README

EXCOGITO is the program to investigate the mapping problem in coarse-grained modelling of biomolecules.

If you use EXCOGITO in your research please cite:

EXCOGITO, an EXtensible COarse-GraIning TOol, M Giulini, R Fiorentini, L Tubiana, R Potestio, R Menichetti, J. Chem. Inf. Model. 2024, 64, 12, 4912–4927

An Information-Theory-Based Approach for Optimal Model Reduction of Biomolecules, M Giulini, R Menichetti, MS Shell, R Potestio, Journal of chemical theory and computation 16 (11), 6795-6813

A journey through mapping space: characterising the statistical and metric properties of reduced representations of macromolecules, R Menichetti, M Giulini, R Potestio, The European Physical Journal B 94 (10), 1-26

1. Installation

1.1 General requirements on Linux systems

The only requirement is to have Openmp installed on your machine.

1.2 Additional requirements on MAC OS

Install argp by using homebrew. At the terminal, run this command:

brew install argp-standalone

Install xcode if your version is higher than MacOs 10.7. You are not required to install the Xcode App from AppStore. At the terminal, just run this command (about 15 Gb are required free on your disk even though, at the end of installation, only 2 Gb will be consumed)

xcode-select --install

In order to have access to OpenMP libraries you can install libomp by using homebrew. At the terminal, run this command:

brew install libomp

1.3 Compiling

The code can be compiled using CMake. A minimal installation is obtained following these steps:

create a directory in excogito, such as build

mkdir build
cd build

run cmake from build, calling the outer directory

cmake ..

run make

make

1.3.2 Compilation options

Cmake allows to specify several options, such as the C compiler, compilation links and compilation flags. For instance, if the optimized Intel C compiler (icc) is available, step 2 may be substitued by:

cmake .. -DCMAKE_C_COMPILER=icc -DCMAKE_C_FLAGS="-Ofast -fopenmp -I./include -mkl -xSSE4.2 -parallel -ipo -mcpu=native"

On MacOs, the C compiler identification should be AppleClang (check the first line printed on terminal after launching the command cmake ..).

2. Running

The typical usage of the program consists in a call to excogito with one of the following options:

optimize: to optimize the coarse-grained mapping by minimising its mapping entropy;
random: to randomly generate coarse-grained representations and measure the associated mapping entropies;
measure: to measure the mapping entropy of a mapping provided by the user (in the form of a .txt file);
norm: to calculate the norm of a mapping (provided by the user) throughout a trajectory;
cosine: to calculate pairwise distance and cosine between a pair of mappings (provided by the user) throughout a trajectory;
distance: to calculate the distance matrix between a data set of mappings (provided by the user) over a single conformation;
optimize_kl: to optimize the coarse-grained mapping by minimising its mapping entropy, calculated using the original Kullback-Leibler divergence;
random_kl: to randomly generate coarse-grained representations and measure the associated mapping entropies, calculated using the original Kullback-Leibler divergence;
measure_kl: to measure the mapping entropy of a mapping provided by the user (in the form of a .txt file), calculated using the original Kullback-Leibler divergence.

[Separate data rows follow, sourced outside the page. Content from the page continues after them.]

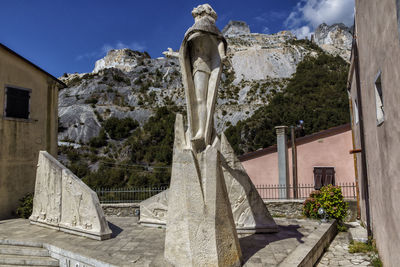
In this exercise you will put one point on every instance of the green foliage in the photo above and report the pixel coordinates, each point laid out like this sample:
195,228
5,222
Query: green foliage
315,94
331,199
342,227
120,128
153,143
100,140
93,100
24,209
79,168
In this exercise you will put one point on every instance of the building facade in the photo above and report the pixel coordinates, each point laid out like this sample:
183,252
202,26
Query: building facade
374,85
28,124
327,149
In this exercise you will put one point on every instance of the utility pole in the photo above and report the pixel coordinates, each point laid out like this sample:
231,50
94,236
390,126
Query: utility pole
294,162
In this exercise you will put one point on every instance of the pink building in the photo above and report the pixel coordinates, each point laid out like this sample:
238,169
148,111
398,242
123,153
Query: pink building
327,149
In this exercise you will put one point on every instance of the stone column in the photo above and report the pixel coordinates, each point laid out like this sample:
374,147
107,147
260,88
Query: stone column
283,163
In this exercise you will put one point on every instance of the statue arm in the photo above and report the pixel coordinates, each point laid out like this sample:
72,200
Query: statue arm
221,51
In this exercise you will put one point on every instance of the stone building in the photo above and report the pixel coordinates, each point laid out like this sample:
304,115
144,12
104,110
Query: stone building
374,80
28,124
321,151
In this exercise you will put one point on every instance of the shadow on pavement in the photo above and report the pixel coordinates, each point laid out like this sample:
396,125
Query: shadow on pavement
115,229
251,244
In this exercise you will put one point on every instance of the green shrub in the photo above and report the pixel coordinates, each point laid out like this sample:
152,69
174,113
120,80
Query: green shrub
92,100
24,209
331,199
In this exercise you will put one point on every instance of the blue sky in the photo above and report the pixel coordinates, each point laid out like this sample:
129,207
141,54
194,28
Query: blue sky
69,36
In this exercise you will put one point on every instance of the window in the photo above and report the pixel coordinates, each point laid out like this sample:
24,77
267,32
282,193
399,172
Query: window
323,176
17,103
398,15
380,114
355,110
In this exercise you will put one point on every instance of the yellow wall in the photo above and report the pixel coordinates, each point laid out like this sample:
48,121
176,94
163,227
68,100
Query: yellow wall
21,140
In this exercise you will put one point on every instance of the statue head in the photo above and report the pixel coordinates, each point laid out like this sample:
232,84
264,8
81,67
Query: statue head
202,11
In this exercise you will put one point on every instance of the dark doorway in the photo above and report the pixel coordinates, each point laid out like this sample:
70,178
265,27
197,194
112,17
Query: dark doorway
323,176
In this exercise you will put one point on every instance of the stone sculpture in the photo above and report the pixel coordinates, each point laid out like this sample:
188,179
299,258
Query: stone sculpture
201,228
63,202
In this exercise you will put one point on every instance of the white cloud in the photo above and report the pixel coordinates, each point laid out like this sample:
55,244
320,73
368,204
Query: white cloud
266,30
107,47
308,14
120,45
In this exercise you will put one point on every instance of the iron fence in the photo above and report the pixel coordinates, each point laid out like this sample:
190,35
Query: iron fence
127,195
276,191
267,192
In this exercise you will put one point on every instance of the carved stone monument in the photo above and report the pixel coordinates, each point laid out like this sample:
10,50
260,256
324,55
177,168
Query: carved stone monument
63,202
207,180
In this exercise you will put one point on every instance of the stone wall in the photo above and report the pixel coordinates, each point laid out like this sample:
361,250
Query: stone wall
294,208
277,208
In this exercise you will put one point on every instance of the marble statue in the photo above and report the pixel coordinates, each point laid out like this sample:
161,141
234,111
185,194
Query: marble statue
201,54
63,202
210,197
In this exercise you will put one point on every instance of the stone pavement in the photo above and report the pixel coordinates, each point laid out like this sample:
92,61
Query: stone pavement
136,245
338,254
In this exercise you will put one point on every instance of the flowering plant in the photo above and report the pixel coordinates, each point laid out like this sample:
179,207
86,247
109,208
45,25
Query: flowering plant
329,198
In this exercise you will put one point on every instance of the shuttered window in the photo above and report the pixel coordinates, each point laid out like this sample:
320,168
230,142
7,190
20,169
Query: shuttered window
323,176
17,103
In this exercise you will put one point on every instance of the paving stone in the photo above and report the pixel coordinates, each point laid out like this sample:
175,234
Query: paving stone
136,245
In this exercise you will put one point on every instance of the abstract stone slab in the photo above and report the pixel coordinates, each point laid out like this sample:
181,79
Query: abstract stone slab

Each task can require different input files, which are provided to the program in the form of command-line options.

For further information, please type on terminal ./excogito --help or ./excogito -h

Alternatively, for printing a short usage message, please type: ./excogito --usage or ./excogito -u

After selecting which task is suitable for your purposes, read carefully the documentation below according to your choice.

2.1. Optimize Task

The optimize task requires the protein code string and three input files: parameter, trajectory, and energy.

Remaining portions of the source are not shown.